Friday, April 27, 2012

The Rest Stop


I was bored, hot, tired, and starving. My little sister was in even worse shape, and had decided to occupy her time by incessantly trying to touch my kidney with her elbow. My older sister was on my other side and reeked of an unnamed lotion her body seemed to depend on second only to oxygen. Whoever decided to shove the three children in the backseat of my mom’s black Ford Windstar for an eight hour car ride had made an extremely poor decision. We had been on the road since before the sun was up. Luckily for the other passengers, us kids didn’t even remember waking up  at the hotel and being placed in the van. Unfortunately, lunchtime was nearing and everyone’s patience was beginning to run thin. My mom had spent the last half hour feigning sleep in a attempt to try to keep us quiet, but our chanting and projectile pretzels had forced a flinch that gave her away. Grandpa and grandma had long since turned off their hearing aids and were having a wonderful time enjoying the coastline from their second row seats.
It had been a week since we started our journey through the Northwest United States.
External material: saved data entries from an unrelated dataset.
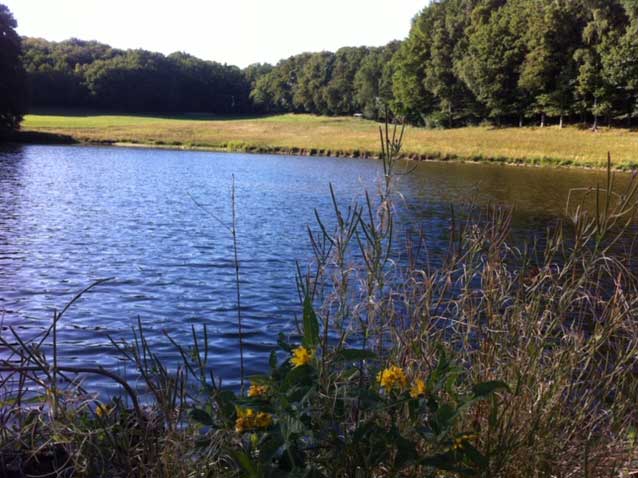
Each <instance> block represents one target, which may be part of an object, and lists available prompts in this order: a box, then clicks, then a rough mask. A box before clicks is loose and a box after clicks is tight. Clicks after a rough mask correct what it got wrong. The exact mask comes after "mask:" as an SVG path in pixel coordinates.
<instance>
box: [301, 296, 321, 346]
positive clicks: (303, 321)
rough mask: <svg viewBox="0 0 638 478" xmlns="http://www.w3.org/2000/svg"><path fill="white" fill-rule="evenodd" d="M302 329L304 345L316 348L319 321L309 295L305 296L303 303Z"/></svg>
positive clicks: (318, 336)
mask: <svg viewBox="0 0 638 478" xmlns="http://www.w3.org/2000/svg"><path fill="white" fill-rule="evenodd" d="M303 329H304V336H303V344H304V346H306V347H308V348H316V347H317V346H318V345H319V321H318V320H317V315H316V314H315V310H314V308H313V307H312V300H311V299H310V297H309V296H306V298H305V299H304V304H303Z"/></svg>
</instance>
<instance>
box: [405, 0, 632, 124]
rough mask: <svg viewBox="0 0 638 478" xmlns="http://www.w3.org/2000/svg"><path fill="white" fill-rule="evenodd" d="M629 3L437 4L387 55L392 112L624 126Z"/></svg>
mask: <svg viewBox="0 0 638 478" xmlns="http://www.w3.org/2000/svg"><path fill="white" fill-rule="evenodd" d="M637 12H638V1H636V0H438V1H434V2H432V3H431V4H430V5H429V6H428V7H426V8H425V9H424V10H423V11H422V12H421V13H420V14H419V15H418V16H417V17H416V18H415V20H414V22H413V25H412V29H411V31H410V35H409V36H408V38H407V40H406V41H405V42H404V43H403V44H402V46H401V48H400V50H399V52H398V54H397V55H396V56H395V57H394V60H393V62H394V63H395V70H396V73H395V76H394V78H393V88H394V94H395V98H396V100H395V103H394V109H395V111H396V112H398V113H401V114H404V115H405V116H406V117H408V118H409V119H411V120H412V121H413V122H416V123H420V124H431V125H437V124H440V123H442V121H443V120H444V119H445V120H447V123H448V124H457V125H462V124H468V123H473V122H477V121H482V120H490V121H492V122H495V123H523V122H524V121H533V122H534V123H538V124H539V125H541V126H543V125H545V122H546V119H547V118H556V119H558V120H559V122H560V124H561V125H562V123H563V119H564V118H569V117H571V118H575V119H586V118H590V119H591V121H592V122H593V125H594V126H597V124H598V119H599V118H605V119H606V120H607V122H609V123H610V122H612V121H614V120H615V121H621V120H626V121H627V122H628V123H630V122H631V120H632V118H633V117H635V116H636V114H637V100H638V96H637V89H636V87H637V86H638V70H637V66H638V34H637V33H638V15H637Z"/></svg>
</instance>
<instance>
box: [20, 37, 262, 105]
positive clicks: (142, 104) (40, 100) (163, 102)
mask: <svg viewBox="0 0 638 478" xmlns="http://www.w3.org/2000/svg"><path fill="white" fill-rule="evenodd" d="M24 50H25V51H24V65H25V68H26V71H27V73H28V76H29V81H30V84H31V89H32V91H33V105H34V106H36V107H70V106H71V107H84V108H96V109H101V110H111V111H128V112H165V113H170V112H206V113H216V114H233V113H245V112H248V111H250V110H251V103H250V99H249V93H250V81H249V79H248V78H247V77H246V76H245V75H244V73H243V72H242V71H241V70H240V69H239V68H237V67H235V66H229V65H222V64H220V63H216V62H211V61H204V60H200V59H198V58H195V57H194V56H191V55H187V54H186V53H173V54H171V55H169V56H164V55H162V54H161V53H153V52H149V51H145V50H127V51H124V50H117V49H113V48H111V47H110V46H108V45H104V44H101V43H98V42H94V41H90V42H87V41H82V40H78V39H71V40H67V41H63V42H59V43H58V42H49V41H46V40H42V39H36V38H27V39H25V41H24Z"/></svg>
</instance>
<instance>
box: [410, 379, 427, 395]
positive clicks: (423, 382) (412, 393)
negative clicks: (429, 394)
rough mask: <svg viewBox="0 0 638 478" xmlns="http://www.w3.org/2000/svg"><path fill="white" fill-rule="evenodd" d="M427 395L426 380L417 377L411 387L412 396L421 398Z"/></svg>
mask: <svg viewBox="0 0 638 478" xmlns="http://www.w3.org/2000/svg"><path fill="white" fill-rule="evenodd" d="M423 395H425V382H424V381H423V379H420V378H417V379H416V381H415V382H414V385H412V388H411V389H410V396H411V397H412V398H419V397H422V396H423Z"/></svg>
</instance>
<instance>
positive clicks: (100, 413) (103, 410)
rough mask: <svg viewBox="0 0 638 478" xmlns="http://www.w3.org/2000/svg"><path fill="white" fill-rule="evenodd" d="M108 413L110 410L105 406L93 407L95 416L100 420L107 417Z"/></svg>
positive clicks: (100, 404) (102, 404)
mask: <svg viewBox="0 0 638 478" xmlns="http://www.w3.org/2000/svg"><path fill="white" fill-rule="evenodd" d="M110 413H111V409H110V408H109V407H107V406H106V405H103V404H99V405H98V406H97V407H95V414H96V415H97V416H98V417H100V418H102V417H104V416H108V415H109V414H110Z"/></svg>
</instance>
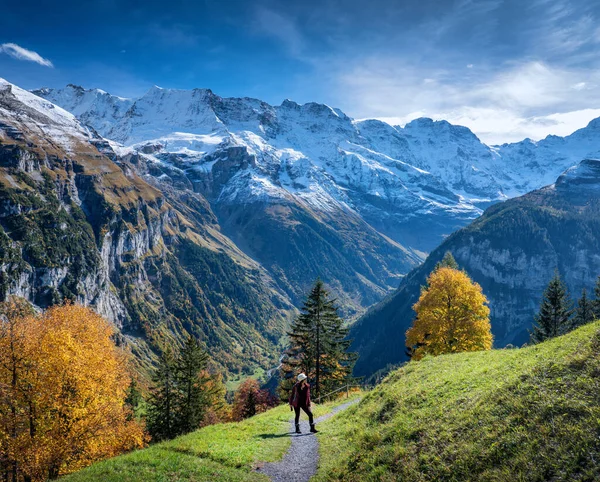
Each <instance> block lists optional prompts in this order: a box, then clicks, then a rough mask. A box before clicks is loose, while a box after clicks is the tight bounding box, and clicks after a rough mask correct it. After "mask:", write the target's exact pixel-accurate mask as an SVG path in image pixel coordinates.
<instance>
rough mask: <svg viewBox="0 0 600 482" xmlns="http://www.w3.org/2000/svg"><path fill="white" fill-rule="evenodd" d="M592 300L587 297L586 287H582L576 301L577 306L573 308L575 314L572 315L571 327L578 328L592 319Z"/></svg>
mask: <svg viewBox="0 0 600 482" xmlns="http://www.w3.org/2000/svg"><path fill="white" fill-rule="evenodd" d="M592 303H593V302H592V301H591V300H589V299H588V297H587V292H586V289H585V288H584V289H583V291H582V292H581V298H579V301H578V302H577V308H576V309H575V315H574V316H573V324H572V327H573V328H578V327H580V326H583V325H587V324H588V323H589V322H590V321H593V320H594V318H595V317H594V311H593V306H592Z"/></svg>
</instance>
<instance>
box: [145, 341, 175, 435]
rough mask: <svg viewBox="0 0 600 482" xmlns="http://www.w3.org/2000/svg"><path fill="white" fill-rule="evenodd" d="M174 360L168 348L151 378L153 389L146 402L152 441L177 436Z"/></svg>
mask: <svg viewBox="0 0 600 482" xmlns="http://www.w3.org/2000/svg"><path fill="white" fill-rule="evenodd" d="M176 368H177V367H176V360H175V357H174V355H173V352H172V350H171V349H170V348H167V349H166V350H165V351H164V352H163V353H162V355H161V356H160V359H159V360H158V366H157V368H156V371H155V372H154V375H153V377H152V382H153V388H152V394H151V396H150V400H149V401H148V418H147V426H148V431H149V432H150V435H151V436H152V439H153V440H167V439H170V438H173V437H176V436H177V435H178V430H177V416H176V410H177V405H178V396H179V393H178V390H177V369H176Z"/></svg>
The previous day, we had met up with my grandparents in San Francisco and began a two day long drive up the coast of California. My dad soon understood that we could only be placated with a chance to stretch our legs and put something in our bellies. He pulled into the next rest stop and into an empty parking space. My mom had barely unlocked the van before an all-out battle royale had begun to see which sibling would be the first to jump into the ocean. I stiff armed my older sister as I flipped over the backseat and out of the trunk while my younger sister tried to scrambled past my grandparents.  We threw our shoes off in the general direction of our mother and sprinted off against a warm, salty breeze. I kicked up sand in every direction and began to pull away from my sisters as the clear winner. With each and every stride my anticipation ballooned until finally I dove headfirst into the glistening Pacific Ocean. For a second, everything was quiet. My eyes burned. The blue-green world surrounding me seemed undisturbed by my victory. Then a blinding light reappeared and my sisters’ laughter brought my world back into focus. We spent the next hour racing down the coastline, always trying to run faster than the incoming waves. By the time my parents had caught up to us with their leisurely stroll, we were soaked, exhausted, and incapable of removing the smiles cemented on our faces.
On our way back to the car, I slowed my pace and tried to absorb my surroundings. My childhood ignorance itched to run back to the van, but I was mesmerized by the pattern in which the light played off the waves. I wanted it. I wanted the warm sun, the incessant laughter, the refreshing water. I was too young to see how much these recollections and the ephemeral ocean breeze had in common. My family’s voices beckoned me back to earth. I took one last glance at a memory and shoved a huge handful of sand into my pocket. “Don’t leave me!”